I find it telling that corporate marketers/retailers are not represented in this discussion. It’d be so valuable to hear how they’re addressing this cultural and generational dichotomy. There is a dire need here given that 43% of us agree there is resistance to keep pace and align with the changing consumer marketplace.

And David is right, this is no different than previous generational and cultural disconnects, but that is exactly the point. The danger is that some of us are taking the same “us versus them” stance rather than being responsive to the change. I understand Walmart is testing a youth format targeting the college set. I can bet there’s a lot of discussion in those halls around what constitutes this younger and culturally different generation.

Mark Burr
Guest
6 years 1 month ago
I quite honestly don’t believe all of any disconnect can be attributed to age for leaders that are ‘older’. What is older? How much is ‘much older’? With no exception to age, a disconnect occurs when retailer fail to engage in a conversation with their customers.

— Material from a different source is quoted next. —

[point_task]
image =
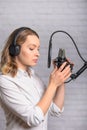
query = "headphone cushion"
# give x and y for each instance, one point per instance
(14, 50)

For that matter, when they fail to engage in a conversation with customers of other markets outside of their own that are engaging to the ‘culture’ of the marketplace. Believing you know what consumers want rather than engaging the consumer not only about current needs but also future observations would not seem unlikely to the potential egotistical minds of executives and CEOs. Mistakes can be made easily in the mediocre company when culture becomes a narrow view of one or a small gang of a few. Interesting discussion in a small portion of BMW: A Driving Obsession, recently presented by CNBC about understanding the broad cultural marketplace of consumer goods other than your own and the integration into your own products and services. I’d recommend it. Even so, its all about the conversation, the listening, the integration and into action. While it was a very small segment of the discussion, if you have an… Read more »
Cathy Hotka
BrainTrust

As recently as ten years ago a number of retailers were talking about their success at keeping consumers in the store as long as possible, when it was obvious that at least half of women held full time jobs and were starved for time. Rule One in retail should be “Know Thy Customer.”

gordon arnold
Guest

Retailers have never really connected with the markets they serve. This is evident when the observer understands the nature of the beast. The retail market was and is run by operations management types. Sales and marketing is considered to be an order taking task that should be very matter of fact. The cause for this predicament is that purchasing is entrusted with the leverage to steer a retailer in any direction bases on open to buy $’s vs. available shelf space vs. full scale acceptance. What a mess??!!

PK Dollar
Guest
PK Dollar
6 years 20 days ago

Now that I’m over 50, what I see is that companies are abandoning those of us over 35 who have extra dollars to spend in favor of those between 18-30 who have less disposable income. Case in point was recently at ComicCon. It is a huge event in the world of print/visual entertainment and tickets are next to impossible to get unless, until this year, you were already in attendance. In the spirit of “diversity” (their word, not mine) they decided to sell a limited number of tickets for 2012 at a location 1/2 mile from the venue. Limited hours as well: 8 am-11am. So in-demand were these tickets, people were camping out 25+ hours in line to get them. My client, a small retailer with 4 stores, who spends a minimum of $25-30K at each SDCC, was not one of them. It is my best guess that those who were camped out won’t spend even 10% yet SDCC went out of their way to disenfranchise those who actually had the $ to spend in favor of the more “youthful” attendee.